Koke AI — agentic threat model
Koke AI is a low-risk, single-purpose citation utility with minimal agentic capabilities, presenting low overall security risk primarily limited to prompt injection and potential SSRF if resolving user-provided URLs.
OWASP AIVSS score rationale
| Autonomy of Action | 0.10 | |
| Goal-Driven Planning | 0.00 | |
| Self-Modification | 0.00 | |
| Dynamic Tool Use | 0.10 | |
| Persistent Memory | 0.10 | |
| Contextual Awareness | 0.20 | |
| Dynamic Identity | 0.00 | |
| Multi-Agent Interactions | 0.00 | |
| Non-Determinism | 0.30 | |
| Opacity & Reflexivity | 0.20 |
Scored with the canonical OWASP AIVSS formula (AIVSS calculator reference); agentic risk factors estimated from the agent’s described capabilities.
MAESTRO 7-layer threat model
Per-layer threats for this agent. Layers tagged “not certain from listing” are general, caveated commentary where the public description didn’t pin that layer.
Not certain from the listing — likely relies on a third-party foundation model (e.g., GPT-4o or Claude) to parse text and format citations. Primary threats include prompt injection to bypass formatting rules or generate inappropriate content.

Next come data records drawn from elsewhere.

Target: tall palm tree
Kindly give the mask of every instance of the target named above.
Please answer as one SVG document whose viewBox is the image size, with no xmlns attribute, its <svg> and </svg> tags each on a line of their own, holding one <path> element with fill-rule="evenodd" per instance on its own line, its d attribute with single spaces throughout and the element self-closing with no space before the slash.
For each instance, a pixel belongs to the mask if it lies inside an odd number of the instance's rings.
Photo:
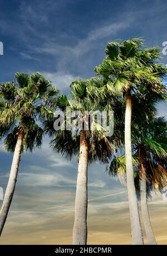
<svg viewBox="0 0 167 256">
<path fill-rule="evenodd" d="M 38 120 L 52 112 L 52 97 L 58 93 L 57 89 L 39 73 L 16 73 L 14 77 L 14 83 L 3 83 L 0 87 L 0 124 L 5 129 L 2 135 L 6 149 L 14 152 L 0 211 L 0 236 L 14 192 L 22 153 L 41 146 L 43 132 Z"/>
<path fill-rule="evenodd" d="M 144 41 L 133 38 L 123 42 L 116 40 L 108 42 L 105 60 L 95 69 L 97 75 L 108 78 L 106 87 L 110 91 L 125 97 L 125 146 L 126 177 L 131 234 L 134 244 L 143 244 L 137 200 L 135 193 L 131 151 L 131 113 L 132 94 L 137 94 L 140 87 L 159 91 L 162 96 L 165 88 L 160 79 L 166 73 L 166 68 L 155 60 L 160 55 L 160 49 L 143 49 Z M 144 90 L 143 90 L 144 91 Z"/>
<path fill-rule="evenodd" d="M 141 214 L 149 244 L 156 244 L 147 205 L 147 196 L 153 189 L 160 192 L 167 186 L 167 120 L 164 117 L 149 118 L 132 129 L 133 165 L 135 187 L 140 198 Z M 126 183 L 125 158 L 113 159 L 110 173 L 118 174 L 122 183 Z"/>
<path fill-rule="evenodd" d="M 89 119 L 101 110 L 97 98 L 92 97 L 92 87 L 95 84 L 90 80 L 79 80 L 71 84 L 71 97 L 68 99 L 62 95 L 58 100 L 59 107 L 66 117 L 65 124 L 69 125 L 66 107 L 70 106 L 71 111 L 78 110 L 80 116 L 80 127 L 73 130 L 53 130 L 52 120 L 44 122 L 45 131 L 52 138 L 51 141 L 53 150 L 71 159 L 72 155 L 78 155 L 78 171 L 75 199 L 75 220 L 73 229 L 73 244 L 86 244 L 87 236 L 87 169 L 89 163 L 95 161 L 107 163 L 111 157 L 112 146 L 109 138 L 105 136 L 105 129 L 97 122 Z M 91 93 L 90 93 L 90 91 Z M 88 111 L 88 119 L 85 111 Z M 87 120 L 87 121 L 86 121 Z M 84 129 L 84 126 L 87 128 Z"/>
</svg>

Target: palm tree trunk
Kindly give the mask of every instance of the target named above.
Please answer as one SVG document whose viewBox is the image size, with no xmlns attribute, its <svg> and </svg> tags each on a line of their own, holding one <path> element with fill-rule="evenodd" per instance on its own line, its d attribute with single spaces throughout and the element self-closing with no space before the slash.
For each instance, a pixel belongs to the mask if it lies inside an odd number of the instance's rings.
<svg viewBox="0 0 167 256">
<path fill-rule="evenodd" d="M 130 89 L 128 89 L 127 90 L 126 96 L 125 145 L 127 187 L 131 220 L 131 235 L 133 244 L 143 244 L 132 161 L 131 141 L 132 102 Z"/>
<path fill-rule="evenodd" d="M 75 198 L 73 244 L 86 244 L 87 212 L 87 164 L 89 143 L 85 131 L 81 131 L 80 149 Z"/>
<path fill-rule="evenodd" d="M 3 204 L 0 211 L 0 236 L 7 217 L 12 202 L 22 153 L 24 132 L 18 132 L 17 141 L 15 146 L 8 183 L 6 190 Z"/>
<path fill-rule="evenodd" d="M 156 244 L 155 238 L 152 229 L 147 203 L 146 169 L 144 163 L 140 158 L 139 158 L 139 162 L 141 170 L 141 178 L 140 180 L 140 202 L 144 228 L 149 244 Z"/>
</svg>

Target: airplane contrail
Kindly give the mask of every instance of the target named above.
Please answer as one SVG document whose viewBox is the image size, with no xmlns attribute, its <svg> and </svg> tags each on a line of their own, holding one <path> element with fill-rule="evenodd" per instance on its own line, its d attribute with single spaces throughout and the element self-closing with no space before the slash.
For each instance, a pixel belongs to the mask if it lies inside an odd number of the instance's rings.
<svg viewBox="0 0 167 256">
<path fill-rule="evenodd" d="M 92 199 L 89 199 L 88 200 L 88 202 L 90 202 L 91 201 L 93 201 L 93 200 L 96 200 L 97 199 L 98 200 L 100 198 L 103 198 L 104 197 L 107 197 L 108 196 L 116 196 L 117 195 L 123 194 L 124 193 L 125 193 L 125 191 L 123 191 L 122 192 L 119 192 L 119 193 L 116 193 L 115 194 L 107 195 L 106 196 L 99 196 L 99 197 L 95 197 Z"/>
</svg>

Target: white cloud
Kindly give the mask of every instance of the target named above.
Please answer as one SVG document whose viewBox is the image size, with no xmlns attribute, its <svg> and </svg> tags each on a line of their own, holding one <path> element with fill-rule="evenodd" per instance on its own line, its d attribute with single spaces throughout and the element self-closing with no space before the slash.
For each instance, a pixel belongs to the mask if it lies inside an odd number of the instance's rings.
<svg viewBox="0 0 167 256">
<path fill-rule="evenodd" d="M 78 78 L 72 74 L 65 73 L 62 71 L 57 72 L 43 72 L 44 75 L 51 80 L 54 86 L 57 87 L 61 90 L 63 90 L 69 87 L 72 81 Z"/>
</svg>

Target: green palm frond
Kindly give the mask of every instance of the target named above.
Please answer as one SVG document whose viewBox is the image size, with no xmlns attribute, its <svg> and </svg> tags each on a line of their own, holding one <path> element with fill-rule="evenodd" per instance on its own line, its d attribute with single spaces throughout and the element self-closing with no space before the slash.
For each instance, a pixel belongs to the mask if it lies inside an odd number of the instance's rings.
<svg viewBox="0 0 167 256">
<path fill-rule="evenodd" d="M 160 158 L 167 158 L 167 144 L 155 141 L 149 137 L 145 137 L 144 140 L 150 148 L 151 151 Z"/>
</svg>

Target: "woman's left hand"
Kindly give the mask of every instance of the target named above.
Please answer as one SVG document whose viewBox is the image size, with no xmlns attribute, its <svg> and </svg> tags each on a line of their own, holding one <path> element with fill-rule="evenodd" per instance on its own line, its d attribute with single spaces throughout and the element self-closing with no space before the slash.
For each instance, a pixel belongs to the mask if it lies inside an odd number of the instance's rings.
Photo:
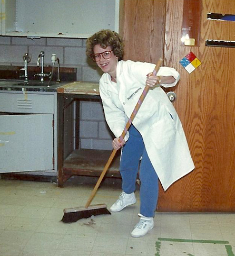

Not certain from the listing — may ingest user-provided text, PDFs, or URLs to extract metadata. Risks include data leakage of sensitive student research papers and potential Server-Side Request Forgery (SSRF) if fetching external URLs.
Not certain from the listing — likely uses a simple, non-agentic LLM chain rather than a complex agent framework. Risks are limited to basic prompt manipulation affecting the output format.
Not certain from the listing — hosted as a standard web application. Standard web security risks (XSS, CSRF, insecure API endpoints) apply, particularly if user inputs are rendered directly.
Not certain from the listing — likely lacks advanced LLM-specific observability or guardrails, relying instead on basic input validation and standard web logging.
Not certain from the listing — as a freemium educational tool, it likely lacks formal enterprise compliance certifications (e.g., SOC2, FERPA) and robust data retention policies.
Not certain from the listing — operates as a standalone vertical application with no multi-agent interactions or ecosystem dependencies described.
MAESTRO — the 7-layer agentic threat-modeling framework (Cloud Security Alliance / Ken Huang).